The first was Sonoma Raceway, where Kyle Busch ended a 10-year stretch of different drivers winning on the 12-turn road course. Now the host track is New Hampshire Motor Speedway, or “The Magic Mile,” which has had only one repeat winner in the last six years and 14 races.
A 1.058-mile track in Loudon, N.H., NHMS was once the playground of drivers named Jeff. From 1997 to 2000, Jeff Gordon and Jeff Burton combined to win six of eight races at the track. Burton holds the track record for wins at four.
The 2000s brought a few repeat winners as Tony Stewart won twice, Jimmie Johnson swept in 2003 and Kurt Busch did the same in 2004, following it up with his third win in 2008.
But NHMS has become very sparing on whom it allows to celebrate with its trademark lobster trophy.
Starting with Busch’s win in July 2008, 14 races have occurred at Loudon with only one repeat winner, Joey Logano. Logano’s win last September in the second race of the Chase for the Sprint Cup was five years and 11 races after his first NHMS win in July 2009, which was also the first Cup win.
Outside of those two races, 12 other drivers have been first: Kurt Busch, Greg Biffle, Mark Martin, Johnson, Clint Bowyer, Ryan Newman, Stewart, Kasey Kahne, Denny Hamlin, Brian Vickers, Matt Kenseth and Brad Keselowski.
A driver that’s been close to earning multiple wins at NHMS is Kyle Busch, who won in 2006 but hasn’t been back. In three of the last four races, Busch has finished second while leading a total of 115 laps.
Busch said Loudon is similar to a larger version of 0.526-mile Martinsville Speedway.
“At Loudon, you’re looking at how good your fuel mileage is and you have to look at when you have to make your last pit stop since that’s what everyone looks at,” Busch said in a team release. “You end up running it almost like a road-course race because you do want to be the first guy on the last round of pit stops to pit.

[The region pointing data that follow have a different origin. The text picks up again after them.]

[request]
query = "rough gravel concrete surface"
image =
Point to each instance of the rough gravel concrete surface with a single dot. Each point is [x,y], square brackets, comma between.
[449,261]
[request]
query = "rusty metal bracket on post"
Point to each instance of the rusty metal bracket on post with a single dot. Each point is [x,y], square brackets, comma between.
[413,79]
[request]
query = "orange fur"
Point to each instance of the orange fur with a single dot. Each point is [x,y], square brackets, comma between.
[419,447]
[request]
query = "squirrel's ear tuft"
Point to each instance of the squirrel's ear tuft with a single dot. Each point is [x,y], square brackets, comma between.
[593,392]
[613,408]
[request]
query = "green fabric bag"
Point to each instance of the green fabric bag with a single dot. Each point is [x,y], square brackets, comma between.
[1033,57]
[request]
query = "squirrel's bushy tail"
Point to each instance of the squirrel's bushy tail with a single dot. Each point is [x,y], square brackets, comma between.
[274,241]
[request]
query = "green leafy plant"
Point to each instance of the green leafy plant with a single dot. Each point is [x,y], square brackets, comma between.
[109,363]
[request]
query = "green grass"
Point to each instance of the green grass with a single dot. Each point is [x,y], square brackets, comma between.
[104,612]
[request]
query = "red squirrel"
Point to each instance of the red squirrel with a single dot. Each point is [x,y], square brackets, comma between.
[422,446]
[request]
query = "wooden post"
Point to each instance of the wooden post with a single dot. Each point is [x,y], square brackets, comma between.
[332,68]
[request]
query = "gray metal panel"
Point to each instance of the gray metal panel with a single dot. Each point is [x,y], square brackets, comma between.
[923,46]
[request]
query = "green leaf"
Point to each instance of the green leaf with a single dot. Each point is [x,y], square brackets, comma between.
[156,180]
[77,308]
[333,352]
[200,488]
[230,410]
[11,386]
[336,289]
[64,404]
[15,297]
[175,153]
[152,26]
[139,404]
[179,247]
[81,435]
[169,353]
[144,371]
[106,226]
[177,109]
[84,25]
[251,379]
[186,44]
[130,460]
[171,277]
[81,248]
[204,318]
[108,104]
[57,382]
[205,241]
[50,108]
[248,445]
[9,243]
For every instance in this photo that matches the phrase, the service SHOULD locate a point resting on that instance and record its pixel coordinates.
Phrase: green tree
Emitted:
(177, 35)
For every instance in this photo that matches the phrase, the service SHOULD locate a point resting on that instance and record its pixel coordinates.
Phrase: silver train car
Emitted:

You want to get in there, get your tires and fuel, and then stay out the rest of the race and keep your track position since it’s so important there. It’s just a challenging race because it is so hard to pass there.”
Passing is a struggle at Loudon, said Stewart, who has three wins there (2000, 05′ and 11′).
“You can be a couple of 10ths faster than a guy, but it still takes you 20 laps to get by him,” Stewart said in a release. “There are other tracks on the circuit where it’s hard to pass, but we still go out and put on good shows there, too.”
In his last four races at Loudon, Stewart’s seventh last July was his only top-10 finish.
“If you miss on something, it can be a miserable day. It seems like you don’t see but three or four guys during the day that really hit it. That’s what makes a day there miserable when you miss,” Stewart said. “It seems like you can have bad track position, but if you have a car that drives well, you can drive your way to the front.”